Children. The very thought of them invokes all sorts of images. For some they represent the future, while for others they represent a chance to relive their own childhoods. Notably, in law, children are always treated differently; they are protected, safeguarded, and often shielded from the harshness of the adult world. This is generally true. Except in immigration laws.

The defense, in removal proceedings, of cancellation of removal, for those who are non-permanent residents, is one of the most daunting forms of relief available. Non-citizen parents seeking this relief must prove that they have been in the United States for at least ten years, have been of good moral character, have not committed or been convicted of certain crimes, and that their removal would result in an exceptional and extremely unusual hardship to a child who is either a green card holder or a U.S. citizen. The best interests of the child matter not. Rather, this unforgiving standard often leads to some surprising and unconscionable results.

In 2008, then Senator Barack Obama, in a speech about fatherhood, said, “Of all the rocks upon which we build our lives, we are reminded today that family is the most important. And we are called to recognize and honor how critical every father is to that foundation. They are teachers and coaches. They are mentors and role models. They are examples of success and the men who constantly push us toward it.”

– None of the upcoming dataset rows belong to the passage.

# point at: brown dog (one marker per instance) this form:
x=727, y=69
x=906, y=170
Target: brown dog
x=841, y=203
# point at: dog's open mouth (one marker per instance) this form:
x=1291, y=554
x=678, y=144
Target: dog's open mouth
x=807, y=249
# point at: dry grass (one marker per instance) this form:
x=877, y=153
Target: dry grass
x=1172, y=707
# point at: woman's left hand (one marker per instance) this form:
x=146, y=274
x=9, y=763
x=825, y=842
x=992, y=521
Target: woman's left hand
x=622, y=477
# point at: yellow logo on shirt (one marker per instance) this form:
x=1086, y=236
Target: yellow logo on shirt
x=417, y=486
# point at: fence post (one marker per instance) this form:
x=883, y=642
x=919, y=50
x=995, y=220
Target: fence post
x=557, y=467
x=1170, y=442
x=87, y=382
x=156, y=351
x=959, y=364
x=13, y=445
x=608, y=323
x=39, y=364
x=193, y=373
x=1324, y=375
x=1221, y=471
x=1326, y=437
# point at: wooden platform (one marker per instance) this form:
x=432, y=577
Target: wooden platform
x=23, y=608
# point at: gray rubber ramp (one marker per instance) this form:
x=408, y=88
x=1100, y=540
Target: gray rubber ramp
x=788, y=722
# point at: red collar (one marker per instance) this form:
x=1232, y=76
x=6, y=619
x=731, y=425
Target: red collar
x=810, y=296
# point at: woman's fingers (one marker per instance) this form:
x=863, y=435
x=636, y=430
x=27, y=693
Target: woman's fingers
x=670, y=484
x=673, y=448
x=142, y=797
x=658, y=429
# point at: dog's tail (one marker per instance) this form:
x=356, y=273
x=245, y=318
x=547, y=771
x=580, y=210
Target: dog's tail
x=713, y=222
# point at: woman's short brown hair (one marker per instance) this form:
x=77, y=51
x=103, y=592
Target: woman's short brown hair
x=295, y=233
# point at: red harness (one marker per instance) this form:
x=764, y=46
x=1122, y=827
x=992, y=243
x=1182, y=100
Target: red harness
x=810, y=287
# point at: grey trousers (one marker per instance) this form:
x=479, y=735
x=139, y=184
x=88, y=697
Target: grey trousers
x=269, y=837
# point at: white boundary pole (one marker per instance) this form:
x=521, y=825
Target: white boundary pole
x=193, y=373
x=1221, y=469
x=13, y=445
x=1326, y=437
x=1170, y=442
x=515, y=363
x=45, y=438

Despite these words over two decades ago, removal defense attorneys will tell you that fathers are often the ones who are deported, leaving children in forced single parent homes. There is nothing normal and everything exceptional and unusual about such a result. For the authors of this article, the need for change is long overdue.

With new data on the trauma caused to children by the involuntary divide of immigrant families, it is time to relook at these old paradigms. Surely, the law offers a more compassionate and holistic avenue. Broken children and broken homes can no longer be the accepted interpretation of statutes in a legal system that recognizes children’s vulnerabilities. Change must be the path forward. By bringing cancellation of removal into the 21st century and making the “best interests of the child” the key for establishing exceptional and extremely unusual hardship, immigration laws will finally come into alignment with other areas of jurisprudence. The authors offer a compelling reason why that time is now.